Seed: A Return to Sacred Meaning


Seed: A Return to Sacred Meaning
We like to celebrate the coming of the New Year. It is the end of a twelve month cycle of the four seasons and the beginning of a new one. Twelve is the number of completion, forming a whole, a perfect and harmonious unit. In ancient civilisations it corresponded to the plenitude, the completion of a thing. It expresses the idea that the Universe forms a whole.

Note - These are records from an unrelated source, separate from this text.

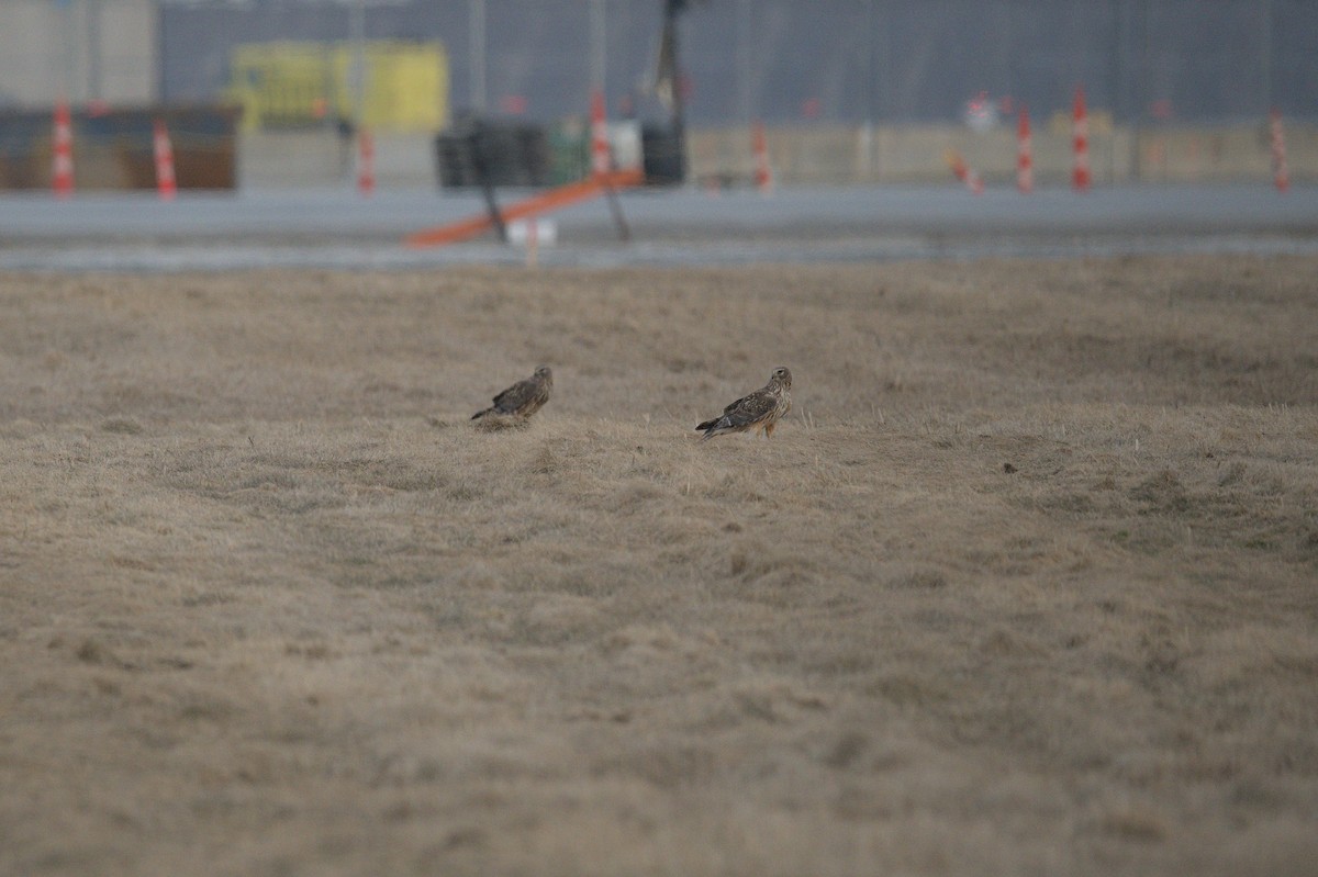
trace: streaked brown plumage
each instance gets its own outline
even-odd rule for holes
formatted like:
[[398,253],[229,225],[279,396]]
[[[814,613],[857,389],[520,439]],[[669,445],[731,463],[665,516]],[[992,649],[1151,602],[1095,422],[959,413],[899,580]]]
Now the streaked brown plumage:
[[724,413],[696,427],[705,431],[705,438],[721,436],[725,432],[746,432],[763,429],[764,437],[774,435],[779,417],[792,410],[792,373],[786,366],[774,369],[768,383],[762,388],[742,396],[724,408]]
[[554,373],[550,371],[550,366],[536,366],[535,374],[525,381],[518,381],[494,396],[494,404],[473,413],[472,420],[492,413],[523,419],[530,417],[550,400],[550,391],[552,388]]

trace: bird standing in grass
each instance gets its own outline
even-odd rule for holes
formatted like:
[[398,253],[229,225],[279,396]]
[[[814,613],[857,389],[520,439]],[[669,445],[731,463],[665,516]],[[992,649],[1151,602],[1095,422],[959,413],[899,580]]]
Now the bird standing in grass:
[[768,383],[755,392],[742,396],[724,408],[724,413],[696,427],[705,431],[705,438],[725,432],[763,429],[764,437],[774,435],[779,417],[792,410],[792,373],[786,366],[774,369]]
[[535,366],[535,374],[525,381],[518,381],[494,396],[494,404],[473,413],[472,420],[485,415],[530,417],[550,400],[550,390],[552,388],[554,373],[550,371],[550,366]]

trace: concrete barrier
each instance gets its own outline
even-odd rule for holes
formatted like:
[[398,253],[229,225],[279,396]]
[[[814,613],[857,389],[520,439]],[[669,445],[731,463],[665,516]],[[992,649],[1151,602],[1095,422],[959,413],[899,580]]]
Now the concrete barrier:
[[[691,183],[753,186],[750,126],[688,132]],[[944,154],[957,150],[990,187],[1015,187],[1016,136],[1011,125],[975,133],[961,125],[780,125],[766,129],[775,182],[784,186],[847,183],[956,184]],[[1065,126],[1033,130],[1035,182],[1069,186],[1072,140]],[[1318,126],[1286,124],[1286,155],[1296,183],[1318,180]],[[1095,126],[1090,134],[1094,184],[1272,182],[1267,119],[1223,126]],[[380,188],[436,188],[432,134],[377,134]],[[243,133],[239,180],[244,188],[355,184],[353,145],[333,130]]]

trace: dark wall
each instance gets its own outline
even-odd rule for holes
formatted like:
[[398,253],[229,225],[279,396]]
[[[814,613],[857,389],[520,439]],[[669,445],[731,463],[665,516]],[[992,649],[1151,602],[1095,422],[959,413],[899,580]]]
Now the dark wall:
[[[378,1],[378,0],[368,0]],[[486,91],[498,111],[581,115],[590,0],[485,0]],[[608,0],[606,91],[614,112],[654,68],[660,0]],[[442,40],[452,105],[471,101],[469,3],[389,0],[368,38]],[[161,91],[214,97],[233,45],[345,40],[348,7],[314,0],[192,0],[161,11]],[[1313,0],[710,0],[681,20],[688,120],[952,120],[987,93],[1039,115],[1090,105],[1119,120],[1311,116],[1318,95]],[[651,113],[658,107],[650,105]]]

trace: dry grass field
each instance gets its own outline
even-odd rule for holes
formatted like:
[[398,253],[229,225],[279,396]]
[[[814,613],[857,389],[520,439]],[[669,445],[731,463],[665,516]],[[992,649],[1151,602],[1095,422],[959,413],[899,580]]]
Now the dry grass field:
[[1314,874],[1315,278],[0,275],[0,874]]

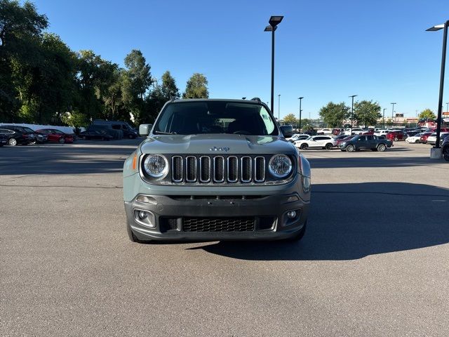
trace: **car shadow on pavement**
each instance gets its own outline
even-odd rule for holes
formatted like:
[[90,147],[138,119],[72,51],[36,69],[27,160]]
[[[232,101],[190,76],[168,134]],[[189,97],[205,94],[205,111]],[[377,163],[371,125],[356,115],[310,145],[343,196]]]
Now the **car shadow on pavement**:
[[220,242],[190,249],[250,260],[344,260],[449,242],[449,189],[403,183],[314,185],[299,242]]
[[119,173],[134,150],[102,145],[11,147],[2,149],[0,175]]
[[312,168],[338,168],[348,167],[401,167],[430,165],[443,162],[424,157],[307,158]]

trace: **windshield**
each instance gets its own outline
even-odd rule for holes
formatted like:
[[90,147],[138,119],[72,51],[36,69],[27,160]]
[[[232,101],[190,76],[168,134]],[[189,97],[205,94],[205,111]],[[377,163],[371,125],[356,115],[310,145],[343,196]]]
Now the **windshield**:
[[172,103],[161,112],[156,134],[235,133],[277,136],[275,121],[259,104],[225,101]]

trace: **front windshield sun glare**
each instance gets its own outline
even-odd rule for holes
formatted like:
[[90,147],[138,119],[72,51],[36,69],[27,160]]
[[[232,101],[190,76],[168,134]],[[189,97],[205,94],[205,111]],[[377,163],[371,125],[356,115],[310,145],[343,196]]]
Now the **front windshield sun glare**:
[[273,117],[261,104],[212,100],[168,104],[154,133],[278,136],[278,130]]

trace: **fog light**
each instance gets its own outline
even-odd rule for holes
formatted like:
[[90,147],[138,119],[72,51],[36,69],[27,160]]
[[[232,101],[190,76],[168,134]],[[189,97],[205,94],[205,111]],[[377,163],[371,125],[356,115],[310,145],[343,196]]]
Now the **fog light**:
[[290,211],[287,212],[287,216],[289,219],[293,219],[296,218],[296,211]]
[[148,216],[148,213],[144,211],[140,211],[139,212],[139,218],[142,220],[145,219]]

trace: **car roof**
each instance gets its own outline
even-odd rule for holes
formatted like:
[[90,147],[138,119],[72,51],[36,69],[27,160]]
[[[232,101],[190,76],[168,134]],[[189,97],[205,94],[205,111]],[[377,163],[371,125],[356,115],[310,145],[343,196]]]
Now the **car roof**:
[[177,99],[170,100],[168,103],[185,103],[189,102],[233,102],[238,103],[247,103],[247,104],[263,104],[265,103],[261,100],[235,100],[235,99],[226,99],[226,98],[187,98],[187,99]]

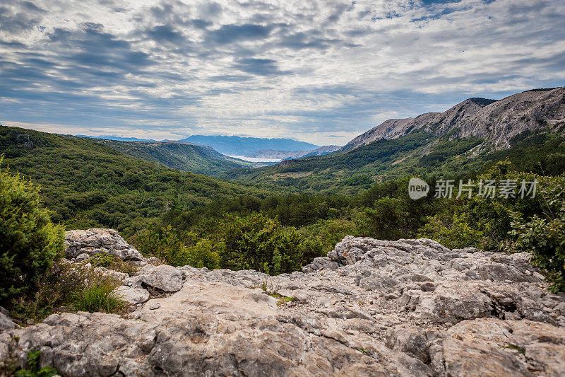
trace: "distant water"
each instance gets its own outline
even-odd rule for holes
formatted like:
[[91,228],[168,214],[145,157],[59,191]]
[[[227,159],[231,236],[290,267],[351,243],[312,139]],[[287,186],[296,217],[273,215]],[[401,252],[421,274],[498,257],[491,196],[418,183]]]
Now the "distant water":
[[255,158],[254,157],[246,157],[245,156],[230,156],[234,158],[239,158],[249,162],[280,162],[280,158]]

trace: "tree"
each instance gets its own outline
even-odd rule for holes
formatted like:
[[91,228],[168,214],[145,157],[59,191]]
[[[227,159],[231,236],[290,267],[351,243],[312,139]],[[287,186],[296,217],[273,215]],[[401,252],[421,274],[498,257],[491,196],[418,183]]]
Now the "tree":
[[0,170],[0,302],[32,291],[62,251],[63,228],[41,207],[39,188]]

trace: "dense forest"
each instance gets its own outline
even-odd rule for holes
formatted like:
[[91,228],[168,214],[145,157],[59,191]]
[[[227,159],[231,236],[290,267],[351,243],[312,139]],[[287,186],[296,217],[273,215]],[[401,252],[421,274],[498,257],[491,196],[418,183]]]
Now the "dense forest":
[[[477,139],[446,139],[426,155],[412,155],[412,166],[391,163],[401,151],[417,151],[430,137],[416,132],[347,153],[254,170],[260,177],[273,169],[281,175],[321,169],[292,178],[304,180],[302,185],[291,178],[236,183],[164,168],[157,171],[155,163],[91,139],[0,130],[2,168],[9,166],[40,186],[54,222],[67,229],[117,228],[145,255],[173,265],[290,272],[325,255],[346,235],[429,237],[451,248],[511,252],[539,250],[536,243],[559,244],[563,238],[559,230],[565,142],[542,132],[525,132],[512,140],[512,148],[473,158],[463,154]],[[335,170],[323,173],[331,167]],[[355,180],[363,175],[333,179],[339,169],[352,173],[369,168],[390,178],[360,184]],[[413,200],[408,178],[417,172],[432,191]],[[456,186],[452,197],[434,197],[440,178],[475,185],[536,181],[539,187],[533,198],[457,197]]]

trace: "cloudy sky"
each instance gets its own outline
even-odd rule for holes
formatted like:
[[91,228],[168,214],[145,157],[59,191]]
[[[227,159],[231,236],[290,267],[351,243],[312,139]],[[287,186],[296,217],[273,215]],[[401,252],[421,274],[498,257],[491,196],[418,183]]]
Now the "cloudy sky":
[[347,142],[565,86],[563,0],[2,0],[0,123]]

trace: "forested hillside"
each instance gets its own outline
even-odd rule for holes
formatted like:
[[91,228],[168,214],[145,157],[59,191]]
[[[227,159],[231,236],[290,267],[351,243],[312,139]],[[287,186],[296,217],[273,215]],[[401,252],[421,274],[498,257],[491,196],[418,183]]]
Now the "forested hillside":
[[114,228],[131,236],[174,208],[190,209],[253,185],[219,181],[126,156],[97,140],[0,127],[1,168],[39,184],[55,222],[68,228]]
[[556,173],[565,167],[565,138],[559,134],[525,131],[508,149],[474,154],[482,139],[450,139],[423,131],[381,139],[347,152],[283,161],[257,169],[218,174],[242,182],[272,183],[307,192],[352,195],[376,182],[421,177],[455,176],[480,171],[509,158],[522,171]]
[[228,157],[212,147],[192,143],[172,141],[121,141],[99,139],[104,144],[132,157],[155,161],[165,166],[197,174],[210,175],[242,168],[254,168],[256,163]]

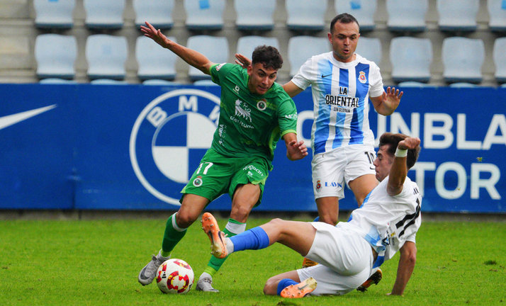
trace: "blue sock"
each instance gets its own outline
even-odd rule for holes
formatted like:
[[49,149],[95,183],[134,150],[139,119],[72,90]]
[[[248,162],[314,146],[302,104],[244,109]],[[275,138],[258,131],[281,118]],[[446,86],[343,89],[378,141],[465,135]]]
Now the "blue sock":
[[234,251],[245,249],[260,249],[269,246],[269,236],[259,227],[253,227],[238,235],[230,237],[234,244]]
[[295,285],[296,283],[298,283],[296,281],[290,278],[283,278],[279,280],[279,283],[278,283],[278,295],[281,295],[281,291],[283,291],[283,289],[286,288],[290,285]]

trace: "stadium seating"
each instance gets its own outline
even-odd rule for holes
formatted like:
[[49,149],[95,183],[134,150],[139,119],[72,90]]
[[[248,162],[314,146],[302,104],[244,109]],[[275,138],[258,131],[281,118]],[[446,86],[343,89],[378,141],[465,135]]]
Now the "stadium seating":
[[417,81],[403,81],[400,82],[398,84],[397,84],[398,86],[399,87],[432,87],[430,85],[428,85],[425,83],[422,83],[422,82],[417,82]]
[[[213,62],[223,63],[228,61],[228,40],[225,37],[190,36],[186,45],[189,48],[203,54]],[[210,79],[210,75],[205,74],[192,66],[190,66],[188,75],[192,81]]]
[[223,28],[225,0],[184,0],[186,25],[189,30],[220,30]]
[[495,39],[493,57],[495,65],[495,79],[500,83],[506,82],[506,38]]
[[41,28],[72,28],[75,6],[75,0],[33,0],[35,26]]
[[313,55],[331,50],[327,38],[293,36],[288,40],[288,62],[290,76],[293,76],[308,59]]
[[325,28],[327,0],[286,0],[286,26],[294,30],[322,30]]
[[128,83],[125,81],[115,80],[111,79],[95,79],[91,80],[90,84],[94,85],[126,85]]
[[430,79],[432,44],[429,38],[398,37],[390,43],[392,79],[397,82]]
[[360,30],[374,30],[374,13],[376,11],[376,0],[334,0],[334,6],[338,14],[348,13],[359,21]]
[[438,24],[444,31],[476,30],[480,0],[437,0]]
[[381,62],[382,57],[381,42],[379,38],[369,38],[361,36],[359,38],[359,43],[356,45],[355,52],[379,65]]
[[77,42],[74,36],[41,34],[35,38],[35,57],[40,79],[73,79],[77,57]]
[[[169,37],[176,42],[176,38]],[[176,77],[176,61],[178,56],[162,48],[151,38],[137,38],[135,58],[139,64],[137,75],[141,80],[148,79],[173,79]]]
[[480,39],[451,37],[443,40],[443,77],[449,83],[479,83],[485,61],[485,46]]
[[181,85],[181,83],[175,82],[174,81],[167,81],[159,79],[150,79],[142,81],[142,85],[169,85],[169,86],[176,86]]
[[478,85],[473,83],[457,82],[451,84],[449,86],[452,88],[475,88],[478,87]]
[[169,29],[174,26],[172,10],[174,0],[133,0],[135,26],[148,21],[156,28]]
[[59,79],[59,78],[47,78],[47,79],[42,79],[40,81],[39,81],[39,83],[40,84],[77,84],[77,81],[74,80],[69,80],[69,79]]
[[118,29],[123,26],[125,0],[84,0],[84,24],[92,29]]
[[488,0],[487,10],[490,16],[488,27],[493,31],[506,31],[506,1]]
[[90,79],[125,78],[127,40],[123,36],[95,34],[86,42],[86,59]]
[[272,16],[276,9],[276,1],[272,0],[235,0],[237,18],[235,25],[239,30],[267,30],[274,28]]
[[279,42],[276,38],[264,36],[242,36],[237,40],[237,53],[251,58],[253,50],[259,45],[271,45],[279,50]]
[[216,83],[213,82],[210,79],[206,80],[198,80],[193,82],[193,85],[198,86],[218,86]]
[[425,14],[428,0],[386,0],[388,21],[391,31],[422,32],[425,30]]

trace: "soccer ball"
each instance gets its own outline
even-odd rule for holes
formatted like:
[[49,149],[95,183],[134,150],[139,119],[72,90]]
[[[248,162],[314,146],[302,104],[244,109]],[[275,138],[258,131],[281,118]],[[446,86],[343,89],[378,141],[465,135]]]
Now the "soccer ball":
[[193,271],[182,259],[167,260],[158,268],[157,284],[164,293],[186,293],[193,284]]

In the New Year we all hope for new and favourable beginnings. We do not always know what it is or how to articulate it, but deep inside there is a longing, to live according to a true calling that comes not from the personality but from a deeper part of ourselves that is connected to a greater whole that, if we recognise, opens a door to a different experience of life. It offers the possibility that we can see and experience and connect to life in a new way that enables us to participate differently and more deeply , from an awareness of a great and unfolding mysterious whole of which we are a part.
This emergence of the new light, a new beginning in the winter, also belongs to a mystery of light and dark that we have always been part of. So although it may appear to be an end of a cycle, we are really participating in a mystery that has been celebrated in every culture over thousands of years of recorded history . I call it a participation of being. The need to participate with a greater awareness evokes in me the image of the seed and the question: in today's culture, what are we really rooted in? We wish for a fresh start, like a new seed, a new growth. The power of a seed is unimaginable. Within it lies the mystery of time, the cycle of seasons and of death and rebirth. It possesses both masculine and feminine qualities which are in constant creative dialogue. From the dark womb of the feminine the direct force of the masculine emerges and shoots up into the light. Light and dark are in constant relationship. The seed is also both the centre and the circumference, calling us to remember the sacred nature of life, the inter connected language of the universe, a song of oneness communicating to us and telling us, again and again, that we too are partaking in a primordial whole.
When we begin to realise this, we begin to participate in the great mystery of being that is so central to our existence. We begin to realise we are rooted in a greater rhythm, the reality of a greater whole which is at the same time unique to each of us. If and when we begin to live from such awareness, it could bring with it a very different understanding, so essential to the quality of our life, providing us a new sense of our roots.
Returning to such awareness is a returning to the language of life, no longer from a place of separation but from a place of sacred communion.When we hold this awareness within our body we become a full participant with the earth and the cosmos­ at that moment something is allowed to live according to its true nature. We remember. That which is remembered lives. When we hold this consciousness in our heart, we naturally offer it back to life. This not only gives life meaning, but like a seed, revitalises it. We then participate not only in the mystery of our own being but in the whole wonder of creation.